The cross sections for these pair production cross sections as well as for many other high energy processes are described by perturbative QCD in terms of the coupling αs and the quark masses as free parameters. Project B2 is studying the connection of these parameters to hadronic quantities, like meson and baryon masses, by lattice simulations. Hadron masses are measured very precisely and, thus, they can provide very accurate information on QCD input parameters in principle. Because of the non-perturbative character of the bound-state problems, such a program is best addressed by matching lattice calculations with perturbation theory. Intrinsically, this is a multi-scale problem which requires the development of special techniques. Additional simplifications, like unphysical quark masses, have been necessary in the past and are still required, but will be eliminated step by step.

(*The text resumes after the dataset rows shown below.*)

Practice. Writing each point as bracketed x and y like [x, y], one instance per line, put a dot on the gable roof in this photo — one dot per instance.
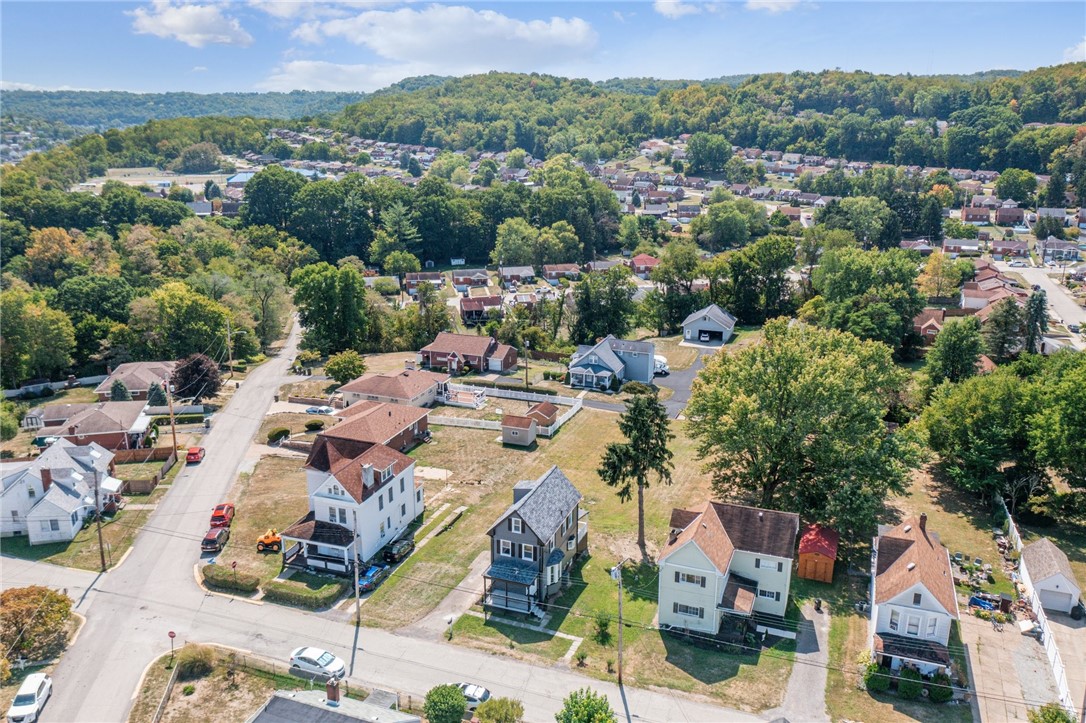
[546, 504]
[908, 555]
[1044, 559]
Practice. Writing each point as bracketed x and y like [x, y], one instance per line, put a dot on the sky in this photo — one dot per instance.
[211, 46]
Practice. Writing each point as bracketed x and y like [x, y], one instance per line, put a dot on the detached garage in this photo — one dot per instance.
[1047, 574]
[708, 326]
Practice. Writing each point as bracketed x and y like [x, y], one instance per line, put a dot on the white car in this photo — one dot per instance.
[316, 661]
[30, 698]
[474, 695]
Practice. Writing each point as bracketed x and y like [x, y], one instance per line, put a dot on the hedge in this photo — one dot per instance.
[221, 576]
[290, 593]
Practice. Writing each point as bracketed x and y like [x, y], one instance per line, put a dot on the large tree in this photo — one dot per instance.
[645, 453]
[797, 422]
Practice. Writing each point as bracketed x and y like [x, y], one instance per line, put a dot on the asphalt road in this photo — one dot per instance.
[130, 609]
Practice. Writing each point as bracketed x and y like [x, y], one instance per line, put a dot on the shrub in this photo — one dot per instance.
[194, 661]
[939, 689]
[909, 684]
[875, 679]
[278, 433]
[444, 704]
[221, 576]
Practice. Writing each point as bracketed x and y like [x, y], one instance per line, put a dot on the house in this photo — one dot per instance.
[643, 264]
[975, 215]
[912, 597]
[1047, 574]
[516, 274]
[362, 497]
[464, 279]
[138, 377]
[112, 425]
[48, 498]
[533, 544]
[725, 560]
[417, 388]
[555, 271]
[818, 549]
[518, 430]
[459, 353]
[711, 324]
[611, 360]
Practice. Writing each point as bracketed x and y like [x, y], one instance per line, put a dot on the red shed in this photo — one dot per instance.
[818, 549]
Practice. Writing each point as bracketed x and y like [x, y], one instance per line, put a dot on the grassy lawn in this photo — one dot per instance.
[117, 535]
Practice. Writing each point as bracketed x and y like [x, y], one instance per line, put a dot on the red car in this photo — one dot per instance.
[222, 516]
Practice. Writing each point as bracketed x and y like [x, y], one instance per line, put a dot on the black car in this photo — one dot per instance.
[399, 550]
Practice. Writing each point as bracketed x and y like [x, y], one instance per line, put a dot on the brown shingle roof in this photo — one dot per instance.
[909, 555]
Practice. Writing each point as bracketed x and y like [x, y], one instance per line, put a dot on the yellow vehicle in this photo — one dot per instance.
[269, 541]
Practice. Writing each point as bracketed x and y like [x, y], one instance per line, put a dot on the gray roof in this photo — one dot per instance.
[716, 314]
[1044, 559]
[553, 496]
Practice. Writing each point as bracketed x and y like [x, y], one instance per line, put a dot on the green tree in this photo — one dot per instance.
[345, 366]
[797, 422]
[630, 464]
[585, 706]
[444, 704]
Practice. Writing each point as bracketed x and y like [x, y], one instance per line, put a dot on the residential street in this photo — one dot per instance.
[131, 609]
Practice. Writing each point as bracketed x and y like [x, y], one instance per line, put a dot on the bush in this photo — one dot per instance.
[278, 433]
[221, 576]
[939, 689]
[194, 661]
[909, 684]
[875, 679]
[444, 704]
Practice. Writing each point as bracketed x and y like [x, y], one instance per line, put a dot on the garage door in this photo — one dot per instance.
[1051, 599]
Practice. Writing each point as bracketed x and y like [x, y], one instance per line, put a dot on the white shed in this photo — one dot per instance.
[1047, 574]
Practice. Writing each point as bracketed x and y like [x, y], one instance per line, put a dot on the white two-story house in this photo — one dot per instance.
[725, 560]
[361, 498]
[913, 600]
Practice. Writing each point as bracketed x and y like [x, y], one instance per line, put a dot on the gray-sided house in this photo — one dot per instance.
[596, 367]
[709, 326]
[533, 544]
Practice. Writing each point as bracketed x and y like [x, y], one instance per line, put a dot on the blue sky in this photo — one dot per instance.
[344, 45]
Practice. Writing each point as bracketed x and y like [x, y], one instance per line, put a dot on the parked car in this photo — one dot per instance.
[222, 516]
[215, 540]
[30, 698]
[399, 550]
[474, 695]
[374, 576]
[315, 661]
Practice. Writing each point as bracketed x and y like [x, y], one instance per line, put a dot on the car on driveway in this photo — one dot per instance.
[222, 516]
[215, 540]
[374, 576]
[30, 698]
[315, 661]
[474, 695]
[399, 550]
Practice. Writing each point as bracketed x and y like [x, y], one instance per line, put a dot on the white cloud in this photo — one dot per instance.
[772, 5]
[676, 9]
[1075, 53]
[193, 25]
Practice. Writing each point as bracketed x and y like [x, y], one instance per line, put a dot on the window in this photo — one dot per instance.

From comparison with measured mass values, the calculations will produce improved determinations of quark masses and λQCD, which can then be turned to an improved prediction αs at high energies.

Project B3 aims at improving our knowledge of parton distribution functions (PDFs), by combining perturbation theory, phenomenology and lattice simulations. The calculation of moments of PDFs on the lattice provides ab-initio information, once small enough quark masses can be simulated. On the other hand, the direct extraction of PDFs from precision data will be improved by pushing the needed perturbative calculations to 3-loop order. In order to achieve this, new calculational tools will be developed which can also be used in other multi-loop problems. The results will then be used to perform world data analyses of both unpolarised and polarised PDFs and to apply them to improved inclusive cross section predictions for the LHC. The direct comparison of moments of PDFs as determined from experiment with those calculated on the lattice, will provide interesting information on the validity range of the perturbative treatment. These comparisons will also provide improved information on other QCD parameters, like the strong coupling constant, αs.

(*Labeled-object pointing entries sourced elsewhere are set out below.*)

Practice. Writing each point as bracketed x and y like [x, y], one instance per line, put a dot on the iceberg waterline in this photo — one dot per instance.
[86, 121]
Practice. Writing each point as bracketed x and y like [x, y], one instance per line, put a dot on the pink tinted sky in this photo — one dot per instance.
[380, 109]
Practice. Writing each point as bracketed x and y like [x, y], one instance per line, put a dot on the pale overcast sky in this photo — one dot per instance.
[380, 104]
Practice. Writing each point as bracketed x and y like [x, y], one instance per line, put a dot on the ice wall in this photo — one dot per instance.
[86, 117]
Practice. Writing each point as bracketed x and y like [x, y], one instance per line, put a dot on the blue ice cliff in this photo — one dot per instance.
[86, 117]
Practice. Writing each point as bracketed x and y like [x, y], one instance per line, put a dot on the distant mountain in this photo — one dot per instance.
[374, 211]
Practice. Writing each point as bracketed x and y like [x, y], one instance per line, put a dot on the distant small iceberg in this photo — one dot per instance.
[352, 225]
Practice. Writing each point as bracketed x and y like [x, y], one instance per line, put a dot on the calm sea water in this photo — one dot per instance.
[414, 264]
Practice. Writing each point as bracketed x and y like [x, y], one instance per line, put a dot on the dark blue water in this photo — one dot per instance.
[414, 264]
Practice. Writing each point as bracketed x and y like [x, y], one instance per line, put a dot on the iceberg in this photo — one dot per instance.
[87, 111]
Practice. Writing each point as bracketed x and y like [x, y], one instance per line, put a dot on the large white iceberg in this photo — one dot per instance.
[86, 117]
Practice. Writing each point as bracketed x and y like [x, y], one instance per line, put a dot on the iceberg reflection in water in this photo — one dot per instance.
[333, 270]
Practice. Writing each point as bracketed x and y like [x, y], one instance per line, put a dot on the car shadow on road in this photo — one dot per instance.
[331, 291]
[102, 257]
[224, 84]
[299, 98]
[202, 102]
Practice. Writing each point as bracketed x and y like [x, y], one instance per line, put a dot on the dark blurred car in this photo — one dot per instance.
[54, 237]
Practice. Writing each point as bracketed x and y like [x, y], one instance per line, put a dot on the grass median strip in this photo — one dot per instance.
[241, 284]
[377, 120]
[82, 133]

The heavy particles mentioned above all decay rapidly, at time scales which are short compared to the QCD scale but long compared to their mass. The systematic treatment of such unstable particles (narrow resonances) in quantum field theories requires methods that go beyond the standard diagrammatic expansion in the coupling constant. The origin and solution of the problem lie in the existence of two separate scales, mass and width, which allow to construct an effective field theory. In project B4 the appropriate effective field theory has been developed and will be further refined. This effective field theory approach as well as the complex mass scheme are then employed in parallel to predict quantum corrections to the production and subsequent decay of unstable particles, primarily weak gauge bosons and top quarks, in high-energy collisions.

The discovery and interpretation of new physics at the LHC, for example Higgs production or supersymmetry, requires precise calculations for signal and background processes. In project B5 the radiative corrections to various production and decay processes of particular phenomenological relevance will be determined. On the one hand these are NLO QCD corrections to multi-parton processes like WWjj production. On the other hand, improved relations between particle masses and model parameters of SM extensions, like supersymmetric models, will be determined and thus provide the basis for a precise interpretation of experimental data. The NLO multi-parton cross sections will be further improved by matching them with existing parton shower programs, and also a better treatment of final state photons is planned, namely the collinear emission of photons from quarks will be modelled non-perturbatively with the help of fragmentation functions. The precise predictions will then form the basis of detailed phenomenological investigations in Higgs physics and of physics beyond the Standard Model.